The working group would be given the space and freedom to come up with the ideas and the Product Manager would help test them to ensure that they actually achieved the empirical goal.
Once the answer was known, the Product Manager would break the solution down into bite-sized chunks.
One step at a time
Let’s say that the answer to this particular problem was to integrate bus stop destinations into Google Maps. So instead of the pictogram being simply a bus picture, it was a bus picture and destination; a bit like the way restaurants are shown with both a knife and fork symbol and a name (I am, by the way, entirely making this up: I have no evidence this would make anything better for anyone).
The Product Manager knows that this is a big, scary task, so they break it down into bite-sized chunks and give each bite-size chunk to the relevant person to do. With a deadline. Even better, of course, the team that the Product Manager is part of has become sufficiently fluid, that it does the breaking, allocating and deadline-setting itself.

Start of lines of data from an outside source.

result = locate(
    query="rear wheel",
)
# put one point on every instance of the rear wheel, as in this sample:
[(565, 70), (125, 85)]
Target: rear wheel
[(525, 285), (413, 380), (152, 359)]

Often a Product Manager will organise life through organised sprints. The company works to a two-week cadence and within the two week sprint, each person has a defined task that contributes to the overall goal. Crucially to this working, everyone knows that the Product Manager started this with experiments, and those experiments delivered empirical results. If we all do our bit, the company’s performance will improve.
Product Culture
A product culture can work wonders for an organisation but it has to be embraced. That’s a lot easier for a small startup that builds around it from the start than for a corporate monolith. But product thinking is all about small-scale experiments, creating empirical evidence and then scaling up what works.
Perhaps, therefore, now is the time for a few small-scale product culture experiments. If you’re a bigger company, where’s the business or territory in your business that has a forward-thinking leadership team, the desire to grow but no framework in which to do it? Perhaps that’s the place to drop in the traditional transport industry’s first proper Product Manager?